The dropping of measures follows a similar announcement from the customs authority on Wednesday that it will stop testing cold-chain food arriving at the country’s ports. China started testing chilled and frozen food imports for COVID in 2020 after an outbreak of the disease in a wholesale market led authorities to believe the virus had spread from imported produce.
The practice was controversial with trade partners and significantly slowed the shipment of food to China. Week-long bans have been imposed on exporters from countries including Brazil, Ecuador, Indonesia and Russia after some of their cold-chain products tested positive. In the first six months of 2022, Chinese customs issued remote inspections on 182 cold chain import companies, and suspended 60 businesses from importing into China over contamination fears. (source. SCMP).
In July, authorities in the Chinese coastal city of Xiamen were testing freshly caught fish, crabs and even shrimp for Covid-19 as it goes all out to contain a spiraling outbreak – a policy drawing ridicule online and criticism from experts who say it’s a “waste of resources. Videos of hazmat-suited health workers sticking cotton swabs into the mouths of fish and crabs went viral on Chinese social media, sparking complaints that the country’s zero-Covid policy had gone too far. Since the pandemic, China has relied on mass testing, extensive quarantines and snap lockdowns to stamp out any resurgence of the coronavirus. But the highly infectious Omicron variant has posed a challenge to China’s most stringent anti-Covid measures.
In July, it was reported that China’s health authority has rolled back regulations around testing certain imported foods for the COVID-19 virus, in a move aimed at reducing the cost of its strict pandemic measures. China will continue to test chilled and frozen food as it rolls back testing on ambient products.
China began testing the packaging of chilled and frozen food imports for the virus in June 2020, after a cluster of infections among workers at a wholesale food market in Beijing. Six months later, Beijing recommended testing on ambient products too, even as scientists said the risk of coronavirus infection through contact with contaminated surfaces was low.
Now, local governments no longer need to test ambient foods or other goods for the virus, the National Health Commission (NHC) said on its website, but it was not clear if the products would still be subject to checks at customs. Chilled and frozen foods will continue to be tested, however, but exporters will not face import suspensions when their goods test positive at customs checks. The steps come amid growing efforts to support China’s flagging economy.
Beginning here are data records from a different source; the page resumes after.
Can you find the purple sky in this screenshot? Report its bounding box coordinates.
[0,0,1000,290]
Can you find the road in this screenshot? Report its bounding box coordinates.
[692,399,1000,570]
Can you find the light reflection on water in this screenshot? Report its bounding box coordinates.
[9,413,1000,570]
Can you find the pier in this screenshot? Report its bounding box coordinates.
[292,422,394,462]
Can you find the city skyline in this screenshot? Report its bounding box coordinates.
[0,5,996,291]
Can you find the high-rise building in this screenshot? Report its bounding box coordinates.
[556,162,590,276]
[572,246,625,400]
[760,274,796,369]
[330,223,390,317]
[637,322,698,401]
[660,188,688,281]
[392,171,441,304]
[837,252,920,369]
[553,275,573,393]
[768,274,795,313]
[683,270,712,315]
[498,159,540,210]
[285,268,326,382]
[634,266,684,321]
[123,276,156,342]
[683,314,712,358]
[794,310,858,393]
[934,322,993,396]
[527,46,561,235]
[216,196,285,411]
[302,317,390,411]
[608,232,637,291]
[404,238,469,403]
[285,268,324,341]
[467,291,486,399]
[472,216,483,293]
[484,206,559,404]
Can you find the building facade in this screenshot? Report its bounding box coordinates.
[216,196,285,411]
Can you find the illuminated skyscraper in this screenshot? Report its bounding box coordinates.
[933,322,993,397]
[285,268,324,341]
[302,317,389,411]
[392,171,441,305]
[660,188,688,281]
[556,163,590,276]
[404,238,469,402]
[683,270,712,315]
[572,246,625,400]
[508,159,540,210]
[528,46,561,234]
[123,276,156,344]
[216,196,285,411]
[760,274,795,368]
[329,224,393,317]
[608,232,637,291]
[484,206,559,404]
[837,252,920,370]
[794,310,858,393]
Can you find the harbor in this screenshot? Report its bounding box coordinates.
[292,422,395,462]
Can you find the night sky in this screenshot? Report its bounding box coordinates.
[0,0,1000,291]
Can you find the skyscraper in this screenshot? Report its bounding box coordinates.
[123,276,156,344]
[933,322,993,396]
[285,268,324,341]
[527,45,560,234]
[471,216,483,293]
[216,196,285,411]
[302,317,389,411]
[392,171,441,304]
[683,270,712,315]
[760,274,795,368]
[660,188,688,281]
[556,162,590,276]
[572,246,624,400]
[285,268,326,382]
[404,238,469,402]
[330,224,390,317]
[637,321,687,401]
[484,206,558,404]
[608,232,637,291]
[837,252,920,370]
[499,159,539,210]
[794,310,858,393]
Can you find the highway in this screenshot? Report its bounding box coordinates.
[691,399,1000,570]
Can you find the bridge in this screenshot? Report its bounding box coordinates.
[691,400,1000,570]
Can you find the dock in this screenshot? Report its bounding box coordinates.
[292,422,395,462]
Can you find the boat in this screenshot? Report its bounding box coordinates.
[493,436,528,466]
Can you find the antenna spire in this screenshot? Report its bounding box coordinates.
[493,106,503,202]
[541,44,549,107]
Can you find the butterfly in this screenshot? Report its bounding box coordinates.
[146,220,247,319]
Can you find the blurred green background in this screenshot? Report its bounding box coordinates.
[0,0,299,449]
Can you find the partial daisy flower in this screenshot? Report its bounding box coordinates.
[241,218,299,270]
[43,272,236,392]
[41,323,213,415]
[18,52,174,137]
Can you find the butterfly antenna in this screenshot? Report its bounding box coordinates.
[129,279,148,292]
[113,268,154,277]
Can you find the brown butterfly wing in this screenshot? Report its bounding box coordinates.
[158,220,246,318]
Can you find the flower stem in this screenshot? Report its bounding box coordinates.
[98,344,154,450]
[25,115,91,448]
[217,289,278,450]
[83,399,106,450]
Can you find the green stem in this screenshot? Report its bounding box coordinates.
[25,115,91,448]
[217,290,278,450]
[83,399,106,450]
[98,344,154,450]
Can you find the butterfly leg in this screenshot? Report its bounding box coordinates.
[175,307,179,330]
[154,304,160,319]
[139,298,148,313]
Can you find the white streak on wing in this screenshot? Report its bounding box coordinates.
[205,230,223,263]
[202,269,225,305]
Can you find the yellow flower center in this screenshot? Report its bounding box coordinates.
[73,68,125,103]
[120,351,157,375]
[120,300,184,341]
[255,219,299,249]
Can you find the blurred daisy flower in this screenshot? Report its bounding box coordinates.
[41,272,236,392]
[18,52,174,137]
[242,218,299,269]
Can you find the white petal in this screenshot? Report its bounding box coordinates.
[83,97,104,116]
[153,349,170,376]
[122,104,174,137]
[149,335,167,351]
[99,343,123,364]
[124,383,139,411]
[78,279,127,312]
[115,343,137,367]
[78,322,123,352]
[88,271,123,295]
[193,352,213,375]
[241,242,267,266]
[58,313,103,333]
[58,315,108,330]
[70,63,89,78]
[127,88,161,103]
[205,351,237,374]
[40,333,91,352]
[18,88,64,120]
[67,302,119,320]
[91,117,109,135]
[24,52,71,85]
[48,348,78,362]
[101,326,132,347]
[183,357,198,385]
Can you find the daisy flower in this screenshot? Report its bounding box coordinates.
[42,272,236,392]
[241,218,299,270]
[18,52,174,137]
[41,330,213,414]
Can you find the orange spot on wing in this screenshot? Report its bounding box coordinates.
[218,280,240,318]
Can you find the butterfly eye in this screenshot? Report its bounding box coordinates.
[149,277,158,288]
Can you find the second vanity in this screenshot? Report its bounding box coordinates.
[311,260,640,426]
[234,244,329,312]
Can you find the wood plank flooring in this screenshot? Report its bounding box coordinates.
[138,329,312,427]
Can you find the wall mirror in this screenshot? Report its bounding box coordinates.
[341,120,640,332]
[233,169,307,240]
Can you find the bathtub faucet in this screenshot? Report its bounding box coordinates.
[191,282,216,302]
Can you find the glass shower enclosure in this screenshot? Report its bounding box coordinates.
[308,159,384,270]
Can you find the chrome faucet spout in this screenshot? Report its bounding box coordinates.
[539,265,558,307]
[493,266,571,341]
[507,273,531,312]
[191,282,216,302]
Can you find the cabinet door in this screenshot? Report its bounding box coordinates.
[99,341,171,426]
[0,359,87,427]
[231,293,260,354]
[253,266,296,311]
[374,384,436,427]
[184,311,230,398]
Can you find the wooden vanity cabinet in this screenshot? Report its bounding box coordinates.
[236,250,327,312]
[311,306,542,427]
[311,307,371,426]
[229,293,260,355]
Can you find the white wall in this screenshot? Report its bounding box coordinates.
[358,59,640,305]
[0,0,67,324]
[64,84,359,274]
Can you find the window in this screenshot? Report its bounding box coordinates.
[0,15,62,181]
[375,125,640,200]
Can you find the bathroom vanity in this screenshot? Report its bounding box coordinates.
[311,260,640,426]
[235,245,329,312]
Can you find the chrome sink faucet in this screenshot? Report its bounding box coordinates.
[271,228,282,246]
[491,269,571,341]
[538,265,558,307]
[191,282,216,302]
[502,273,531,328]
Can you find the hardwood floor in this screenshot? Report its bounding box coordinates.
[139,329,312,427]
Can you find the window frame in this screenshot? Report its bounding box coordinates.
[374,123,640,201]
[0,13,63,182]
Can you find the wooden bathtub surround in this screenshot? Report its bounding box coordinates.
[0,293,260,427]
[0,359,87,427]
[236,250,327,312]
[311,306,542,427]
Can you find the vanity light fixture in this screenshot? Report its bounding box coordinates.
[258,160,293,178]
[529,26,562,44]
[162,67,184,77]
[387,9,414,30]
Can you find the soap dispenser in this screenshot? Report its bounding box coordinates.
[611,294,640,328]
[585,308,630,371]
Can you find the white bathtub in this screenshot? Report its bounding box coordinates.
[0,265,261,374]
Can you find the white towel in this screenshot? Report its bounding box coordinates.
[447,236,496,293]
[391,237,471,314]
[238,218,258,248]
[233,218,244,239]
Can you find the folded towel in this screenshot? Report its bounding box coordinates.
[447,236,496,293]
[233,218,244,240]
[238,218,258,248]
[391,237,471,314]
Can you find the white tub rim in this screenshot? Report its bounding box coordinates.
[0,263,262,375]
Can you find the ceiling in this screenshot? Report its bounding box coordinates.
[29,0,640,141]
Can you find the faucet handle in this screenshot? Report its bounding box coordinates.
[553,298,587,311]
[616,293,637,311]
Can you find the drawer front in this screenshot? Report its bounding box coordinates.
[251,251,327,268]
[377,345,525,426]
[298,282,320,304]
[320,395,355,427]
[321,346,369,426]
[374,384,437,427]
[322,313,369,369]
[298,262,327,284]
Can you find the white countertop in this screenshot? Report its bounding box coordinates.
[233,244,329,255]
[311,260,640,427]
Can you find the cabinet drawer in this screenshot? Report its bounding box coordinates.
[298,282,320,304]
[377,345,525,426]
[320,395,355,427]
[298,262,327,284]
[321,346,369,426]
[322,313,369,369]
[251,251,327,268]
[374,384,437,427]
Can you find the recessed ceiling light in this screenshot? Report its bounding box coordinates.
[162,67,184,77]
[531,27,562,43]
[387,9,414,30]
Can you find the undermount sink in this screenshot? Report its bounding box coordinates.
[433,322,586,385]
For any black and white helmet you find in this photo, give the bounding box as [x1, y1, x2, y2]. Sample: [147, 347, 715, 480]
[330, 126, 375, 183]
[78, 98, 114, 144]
The biggest impact on these testing for the virus on seafood was on shrimp from Ecuador. Seafood Source in January 2021 said that exports to China were heavily disrupted when Chinese officials announced the discovery of COVID-19 on shrimp packaging from Ecuador, leading China to issue a complete ban on shrimp from three separate companies. While the two countries later managed to work out some of the issues through diplomatic and technical negotiations, the ban still had an impact. In a July 2021 report, Ecuador’s National Chamber of Aquaculture (CNA) Executive President José Antonio Camposano said that Ecuador was forced to find new markets and it did uccessfully. Ecuador sent more product to the U.S. and gaining market share there, and maintaining the leadership in Europe.